Voices of Youth (VOY) is all about blogging, filming, interviewing, and storytelling. On the VOY website, students will find easy-to-use resources that can help them to sharpen their multimedia skills. These tools are meant for young people who enjoy expressing themselves through media but feel they can still improve their skills. An Instructor’sManual will aid educators and youth-group facilitators in planning and conducting short filmmaking workshops with adolescents and youth using smartphones. Accompanying the manual are four video tutorials entitled Plan It, Film It, Cut It, Share It, along with a participants’workbook. In addition, beginners and advanced blogging guides provide practical advice and tips and tricks about blogging. The blogging guides are available in English, Spanish, French, and Arabic. An accessible version of the beginners guide is also offered, in English only. All of the guides are freely downloadable from the VOY website.
In this ReadWriteThink lesson, students read or view a literary text, and then identify and discuss examples of propaganda techniques in the text. Students then explore the use of propaganda in popular culture by looking at examples in the media.
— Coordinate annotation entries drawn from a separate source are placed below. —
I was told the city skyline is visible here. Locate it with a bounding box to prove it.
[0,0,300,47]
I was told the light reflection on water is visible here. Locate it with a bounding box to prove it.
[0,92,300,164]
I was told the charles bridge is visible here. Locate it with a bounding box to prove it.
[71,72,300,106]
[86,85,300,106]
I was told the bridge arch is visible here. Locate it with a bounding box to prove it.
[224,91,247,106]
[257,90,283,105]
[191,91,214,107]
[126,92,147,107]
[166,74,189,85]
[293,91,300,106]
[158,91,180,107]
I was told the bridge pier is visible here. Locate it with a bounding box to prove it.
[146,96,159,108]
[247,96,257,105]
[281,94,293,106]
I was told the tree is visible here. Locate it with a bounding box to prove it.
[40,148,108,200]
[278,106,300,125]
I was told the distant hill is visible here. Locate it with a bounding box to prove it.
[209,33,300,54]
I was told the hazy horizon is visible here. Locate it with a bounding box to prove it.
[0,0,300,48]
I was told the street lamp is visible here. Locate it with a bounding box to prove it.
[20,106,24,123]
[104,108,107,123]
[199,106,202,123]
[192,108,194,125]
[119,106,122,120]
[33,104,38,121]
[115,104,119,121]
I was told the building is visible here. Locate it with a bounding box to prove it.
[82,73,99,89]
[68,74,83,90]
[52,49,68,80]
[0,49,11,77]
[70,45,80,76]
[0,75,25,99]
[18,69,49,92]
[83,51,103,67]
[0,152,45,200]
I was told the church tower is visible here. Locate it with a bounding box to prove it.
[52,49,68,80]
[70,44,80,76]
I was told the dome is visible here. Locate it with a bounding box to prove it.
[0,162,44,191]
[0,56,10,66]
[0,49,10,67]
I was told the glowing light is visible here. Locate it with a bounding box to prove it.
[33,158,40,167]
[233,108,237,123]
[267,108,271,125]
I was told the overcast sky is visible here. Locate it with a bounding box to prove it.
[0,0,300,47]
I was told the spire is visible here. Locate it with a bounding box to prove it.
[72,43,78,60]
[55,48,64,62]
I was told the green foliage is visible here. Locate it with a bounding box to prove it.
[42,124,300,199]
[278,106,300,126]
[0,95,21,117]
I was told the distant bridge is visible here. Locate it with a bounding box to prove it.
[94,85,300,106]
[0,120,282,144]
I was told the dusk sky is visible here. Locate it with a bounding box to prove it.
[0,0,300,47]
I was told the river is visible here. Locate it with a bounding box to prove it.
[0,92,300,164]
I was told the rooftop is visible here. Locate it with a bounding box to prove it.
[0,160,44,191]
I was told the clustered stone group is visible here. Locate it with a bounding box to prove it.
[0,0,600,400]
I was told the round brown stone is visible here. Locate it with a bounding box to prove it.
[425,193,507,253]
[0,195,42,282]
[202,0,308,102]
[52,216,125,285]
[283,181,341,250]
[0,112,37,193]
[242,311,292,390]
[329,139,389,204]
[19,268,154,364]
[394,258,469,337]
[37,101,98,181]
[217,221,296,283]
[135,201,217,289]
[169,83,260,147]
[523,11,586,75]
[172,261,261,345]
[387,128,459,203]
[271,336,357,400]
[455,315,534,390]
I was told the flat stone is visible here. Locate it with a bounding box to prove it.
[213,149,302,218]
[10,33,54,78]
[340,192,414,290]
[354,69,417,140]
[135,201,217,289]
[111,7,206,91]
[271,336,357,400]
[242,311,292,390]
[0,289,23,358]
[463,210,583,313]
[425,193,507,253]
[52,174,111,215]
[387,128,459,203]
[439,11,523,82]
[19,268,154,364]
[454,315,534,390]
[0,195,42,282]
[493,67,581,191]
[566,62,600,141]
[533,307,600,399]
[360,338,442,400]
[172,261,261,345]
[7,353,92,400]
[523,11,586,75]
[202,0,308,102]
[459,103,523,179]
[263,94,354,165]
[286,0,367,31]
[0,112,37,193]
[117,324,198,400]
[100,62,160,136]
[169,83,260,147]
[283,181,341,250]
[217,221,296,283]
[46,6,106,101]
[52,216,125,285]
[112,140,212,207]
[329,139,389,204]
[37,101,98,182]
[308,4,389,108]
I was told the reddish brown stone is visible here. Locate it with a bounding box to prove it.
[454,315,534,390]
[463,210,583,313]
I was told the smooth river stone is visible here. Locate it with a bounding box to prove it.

PBS affiliate WETA has made available a list of propaganda techniques that make false connections (such as the techniques of “transfer” and “testimonial”), or constitute special appeals (such as “bandwagon” and “fear”), or are types of logical fallacy (for example, “unwarranted extrapolation”).
The Mind Over Media web platform gives students aged 13 and up an opportunity to explore the subject of contemporary propaganda by hosting thousands of examples of 21st-century propaganda from around the world.